Bruno de Carvalho ganhou alguns quilos nos primeiros meses na liderança do Sporting e, seguindo várias recomendações, começou a ir logo de manhãzinha ao ginásio e a ter muitos cuidados com a alimentação e, hoje, nem parece o mesmo que entrou no clube em 2013. O único vício que mantém é o tabaco, mesmo em menores quantidades, depois de uma fase onde conseguiu mesmo trocar os maços de cigarros pelo cigarro eletrónico (o que valeu a famosa polémica). Até na voz se notou essa diferença.
Quando os leões rugem nas redes sociais
Onde falam mais é mesmo nas redes sociais. Um de forma assumida, outro nem por isso. Bruno de Carvalho sempre se mostrou um fiel adepto do Facebook e nunca teve qualquer problema em assumir que, acompanhando a evolução dos tempos, era através dessa rede que conseguia fazer chegar de melhor forma as mensagens que pretendia (o que lhe valeu muitas críticas externas, sobretudo após uma derrota por 3-0 em Guimarães quando Marco Silva era treinador). Mas o líder leonino não se limita apenas a “postar” – gosta de saber o que se diz, o que se escreve e o que se pensa. E às vezes reage, trocando mensagens privadas mais duras com algumas pessoas.
Já Pedro Madeira Rodrigues foi apontado como o “City Lion” num dos blogues mais críticos à gestão de Bruno de Carvalho.

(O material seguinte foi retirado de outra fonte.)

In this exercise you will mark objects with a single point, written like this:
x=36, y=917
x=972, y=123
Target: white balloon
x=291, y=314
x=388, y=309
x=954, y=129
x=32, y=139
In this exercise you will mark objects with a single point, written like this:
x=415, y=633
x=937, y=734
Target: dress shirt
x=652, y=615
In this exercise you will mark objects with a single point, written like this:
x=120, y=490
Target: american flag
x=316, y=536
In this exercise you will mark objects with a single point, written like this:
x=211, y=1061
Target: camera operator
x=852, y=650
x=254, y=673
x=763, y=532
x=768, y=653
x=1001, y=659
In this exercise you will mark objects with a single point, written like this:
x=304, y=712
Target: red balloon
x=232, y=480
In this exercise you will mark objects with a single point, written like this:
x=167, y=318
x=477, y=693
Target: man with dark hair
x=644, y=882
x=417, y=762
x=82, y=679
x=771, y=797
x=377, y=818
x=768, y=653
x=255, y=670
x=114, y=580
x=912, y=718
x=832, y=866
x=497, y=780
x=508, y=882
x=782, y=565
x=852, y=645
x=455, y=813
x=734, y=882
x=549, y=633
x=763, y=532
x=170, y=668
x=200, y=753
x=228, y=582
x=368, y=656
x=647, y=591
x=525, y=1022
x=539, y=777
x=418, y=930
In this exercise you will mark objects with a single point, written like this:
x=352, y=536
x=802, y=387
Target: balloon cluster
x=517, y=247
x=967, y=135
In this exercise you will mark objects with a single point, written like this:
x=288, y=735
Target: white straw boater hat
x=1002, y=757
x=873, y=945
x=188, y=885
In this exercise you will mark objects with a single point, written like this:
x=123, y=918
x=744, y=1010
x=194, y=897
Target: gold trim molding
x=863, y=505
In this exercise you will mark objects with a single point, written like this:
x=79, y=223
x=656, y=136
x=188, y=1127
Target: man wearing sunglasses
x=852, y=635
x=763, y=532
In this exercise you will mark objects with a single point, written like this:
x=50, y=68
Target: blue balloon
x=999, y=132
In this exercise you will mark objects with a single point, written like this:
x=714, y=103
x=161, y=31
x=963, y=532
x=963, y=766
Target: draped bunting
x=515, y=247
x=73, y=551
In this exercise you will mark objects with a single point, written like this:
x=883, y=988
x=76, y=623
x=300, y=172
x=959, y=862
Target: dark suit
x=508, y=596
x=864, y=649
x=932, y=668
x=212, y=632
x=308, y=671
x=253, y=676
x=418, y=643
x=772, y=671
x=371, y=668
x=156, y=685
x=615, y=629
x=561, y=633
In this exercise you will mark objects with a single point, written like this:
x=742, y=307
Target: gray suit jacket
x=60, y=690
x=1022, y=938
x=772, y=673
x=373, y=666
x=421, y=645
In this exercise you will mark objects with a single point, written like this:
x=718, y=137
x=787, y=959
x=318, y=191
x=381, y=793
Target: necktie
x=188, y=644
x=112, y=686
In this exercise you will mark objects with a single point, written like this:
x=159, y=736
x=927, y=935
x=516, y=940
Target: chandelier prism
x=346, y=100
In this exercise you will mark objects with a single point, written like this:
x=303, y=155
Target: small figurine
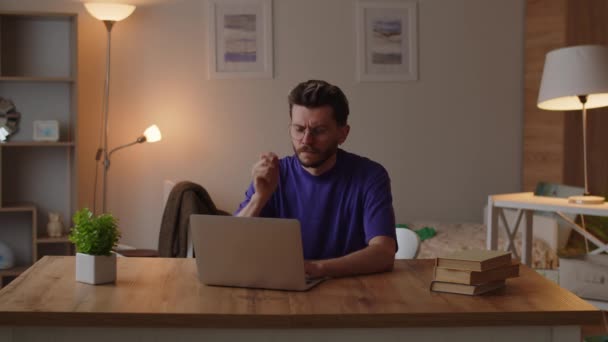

Muito se escreveu sobre isso, com outros blogues a fazerem uma análise a alguns dos posts com dados mais factuais para cruzar com pontos biográficos do candidato da lista A, que nunca assumiu esse “nickname”. Certo é que ambos sabem da importância que esse mundo tem a nível de Sporting, muito acima dos outros grandes do futebol português. Tudo o que se passa, passa-se nos blogues afetos aos leões. E, a não ser que se faça uma evocação à tríade Oliveira-Jordão-Manuel Fernandes, uma das poucas que gera consenso, as divergências são mais do que muitas. Tantas ou mais como as que pautaram esta campanha eleitoral entre Bruno de Carvalho e Pedro Madeira Rodrigues. E este sábado apenas um poderá escrever “vitória”.